What's really needed – and we won't see any time soon – is structural reform to boost private investment and competition, a reduction of the state's heavy-handed interference, privatization of inefficient state-controlled enterprises and an assault on endemic corruption.
Russia, which depends on resources for 90 per cent of its exports, sailed along for years on high oil and gas prices and a modicum of economic modernization. Falling demand for some commodities and drastically reduced investments have taken a toll. The economy grew at an annual pace of only 1.1 per cent in the first quarter, down sharply from more than 4 per cent a year ago – a steep decline that cannot be explained by slightly lower resource prices in that period.
It's a sorry record that has more than a few analysts calling for the country to be kicked out of the BRIC club. While other big emerging economies are attracting huge inflows of investment capital, Russia is watching money flow the other way as investors seek greener and safer pastures. An estimated $350-billion (U.S.) net has fled for the exits in the past five years.
"I'm growing more strongly of the view that Russia no longer should be categorized as an emerging market," risk expert Ian Bremmer, president of Eurasia Group in New York, said in a note Monday.
It doesn't help that monopoly gas exporter Gazprom and other state-controlled enterprises are being forced to make uneconomic investments, such as construction related to the Olympics. Gazprom's market value has plunged to about $85-billion from nearly $370-billion at its peak in May, 2008.
Mr. Putin won't find much relief on the monetary policy front. The central bank, which hiked rates last September, has just cut borrowing costs on some long-term credit facilities. And departing central bank chairman Sergey Ignatiev told the meeting that further interest cuts would be coming in May.

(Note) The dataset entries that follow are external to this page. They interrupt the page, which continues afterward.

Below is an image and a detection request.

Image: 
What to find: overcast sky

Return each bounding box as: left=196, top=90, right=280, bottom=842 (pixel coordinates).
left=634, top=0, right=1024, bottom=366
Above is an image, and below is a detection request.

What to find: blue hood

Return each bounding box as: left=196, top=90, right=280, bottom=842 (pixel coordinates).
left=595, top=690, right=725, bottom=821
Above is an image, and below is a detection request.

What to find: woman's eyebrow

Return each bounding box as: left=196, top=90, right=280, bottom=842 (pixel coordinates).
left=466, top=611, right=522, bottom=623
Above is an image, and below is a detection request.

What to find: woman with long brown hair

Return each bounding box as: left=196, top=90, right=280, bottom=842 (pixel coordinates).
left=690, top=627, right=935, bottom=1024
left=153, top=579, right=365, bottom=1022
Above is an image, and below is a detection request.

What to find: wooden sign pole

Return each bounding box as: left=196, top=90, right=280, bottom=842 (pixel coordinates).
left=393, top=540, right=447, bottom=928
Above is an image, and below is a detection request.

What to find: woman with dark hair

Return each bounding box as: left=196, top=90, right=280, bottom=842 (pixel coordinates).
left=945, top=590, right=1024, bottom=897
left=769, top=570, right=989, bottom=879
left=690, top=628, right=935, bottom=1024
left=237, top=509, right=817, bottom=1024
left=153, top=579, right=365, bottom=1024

But the bank has long resisted pressure for more aggressive easing, not least because it remains focused on reining in inflation, which remains about 7 per cent annually, nearly double the level of a year ago. The goal is to get price increases down to between 5 and 6 per cent this year. A more expansive approach toward monetary policy could be coming when Mr. Ignatiev is replaced in June by a top Putin economic aide, Elvira Nabiullina. But she, too, recently affirmed that controlling inflation will be her top priority.